I am currently studying a course on commutative algebra and came across this statement:
An Ideal $I$ in a ring $R$ is prime if and only if $R\setminus I$ is a multiplicative set.
I have proved it the following way and was wondering if anyone would be kind enough to go through the proof to check for any errors.
So assume $R\setminus I$ is multiplicative, then $f\in R\setminus I$, $g \in R\setminus I\implies fg \in R\setminus I$. This is the same as saying $f,g$ not in $I$ implies $f.g$ not in $I$. So we just take the contrapositive of this to get our implication that $f.g$ $\in$ $I$ $\implies$ $f$ $\in$ $I$ or $g$ $\in$ $I$. Hence I is prime.
Now suppose $I$ is prime. Then,
$f.g$ $\in$ $I$ $\implies$ $f$ $\in$ $I$ or $g$ $\in$ $I$. Again taking the contrapositive of this, we can deduce the relation from above which would show that $R\setminus I$ is indeed multiplicative.
Is this a valid enough proof or would I need to be more "rigourous"?
Best Answer
I correct one direction. can you correct the other?

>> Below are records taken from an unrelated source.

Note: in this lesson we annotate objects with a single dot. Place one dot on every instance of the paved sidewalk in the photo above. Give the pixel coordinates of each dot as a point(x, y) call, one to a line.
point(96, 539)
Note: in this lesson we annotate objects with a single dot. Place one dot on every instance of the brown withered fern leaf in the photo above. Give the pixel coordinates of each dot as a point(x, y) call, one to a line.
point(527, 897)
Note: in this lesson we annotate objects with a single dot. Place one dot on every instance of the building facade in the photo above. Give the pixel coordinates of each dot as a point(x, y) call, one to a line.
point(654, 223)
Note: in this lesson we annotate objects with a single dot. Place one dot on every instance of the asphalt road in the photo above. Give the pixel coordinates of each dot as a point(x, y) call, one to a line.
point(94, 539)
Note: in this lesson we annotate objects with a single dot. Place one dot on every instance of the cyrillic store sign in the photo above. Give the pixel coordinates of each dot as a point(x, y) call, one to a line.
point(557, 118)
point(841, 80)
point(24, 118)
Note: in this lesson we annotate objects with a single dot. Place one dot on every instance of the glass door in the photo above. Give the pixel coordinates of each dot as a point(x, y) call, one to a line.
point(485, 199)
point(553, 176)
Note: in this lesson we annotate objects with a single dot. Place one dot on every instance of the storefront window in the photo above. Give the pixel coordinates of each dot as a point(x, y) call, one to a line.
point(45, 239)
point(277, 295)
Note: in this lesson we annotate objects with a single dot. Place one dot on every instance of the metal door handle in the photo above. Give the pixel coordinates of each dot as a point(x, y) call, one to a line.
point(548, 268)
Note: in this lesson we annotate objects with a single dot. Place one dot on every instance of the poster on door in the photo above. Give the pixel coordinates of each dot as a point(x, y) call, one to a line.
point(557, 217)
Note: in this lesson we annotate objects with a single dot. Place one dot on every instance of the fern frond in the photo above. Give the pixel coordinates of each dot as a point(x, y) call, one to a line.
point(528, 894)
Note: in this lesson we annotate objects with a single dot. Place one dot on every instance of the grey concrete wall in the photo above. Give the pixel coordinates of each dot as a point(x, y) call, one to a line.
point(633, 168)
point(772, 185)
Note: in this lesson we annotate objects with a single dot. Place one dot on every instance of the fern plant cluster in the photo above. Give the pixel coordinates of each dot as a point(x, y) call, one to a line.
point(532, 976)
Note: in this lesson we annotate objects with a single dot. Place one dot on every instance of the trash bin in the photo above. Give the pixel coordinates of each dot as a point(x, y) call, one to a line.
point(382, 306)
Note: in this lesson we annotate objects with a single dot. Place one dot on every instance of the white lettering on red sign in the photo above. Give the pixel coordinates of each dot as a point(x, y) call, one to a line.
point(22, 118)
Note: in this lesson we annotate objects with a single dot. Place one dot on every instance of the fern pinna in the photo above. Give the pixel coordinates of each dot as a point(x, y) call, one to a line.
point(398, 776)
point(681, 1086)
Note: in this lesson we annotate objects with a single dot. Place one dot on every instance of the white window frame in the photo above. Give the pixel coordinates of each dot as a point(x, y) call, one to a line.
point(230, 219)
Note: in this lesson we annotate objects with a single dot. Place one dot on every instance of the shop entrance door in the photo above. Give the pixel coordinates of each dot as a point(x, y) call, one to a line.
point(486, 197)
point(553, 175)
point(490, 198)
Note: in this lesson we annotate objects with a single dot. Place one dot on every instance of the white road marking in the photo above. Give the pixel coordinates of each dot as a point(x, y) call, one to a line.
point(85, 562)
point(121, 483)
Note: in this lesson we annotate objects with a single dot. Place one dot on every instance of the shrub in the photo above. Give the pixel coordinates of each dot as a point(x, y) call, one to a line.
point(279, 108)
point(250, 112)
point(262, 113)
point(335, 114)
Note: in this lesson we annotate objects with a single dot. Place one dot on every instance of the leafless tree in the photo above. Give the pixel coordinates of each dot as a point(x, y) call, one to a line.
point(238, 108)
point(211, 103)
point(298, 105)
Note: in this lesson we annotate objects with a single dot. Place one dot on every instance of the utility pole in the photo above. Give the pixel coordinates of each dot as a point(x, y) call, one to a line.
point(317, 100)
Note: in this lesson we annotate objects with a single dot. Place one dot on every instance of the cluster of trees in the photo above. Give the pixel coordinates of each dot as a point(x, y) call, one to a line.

Assume $R\setminus I$ is multiplicative set. So:
$$(f \in R\setminus I) \land (g\in R\setminus I)\implies f g \in R\setminus I.$$ This is the same as saying
$$f g \notin R\setminus I\implies (f\notin R\setminus I) \lor (g\notin R\setminus I)$$ This is the same as saying $$fg\in I\implies (f\in I) \lor (g\in I).$$ So $I$ is is prime.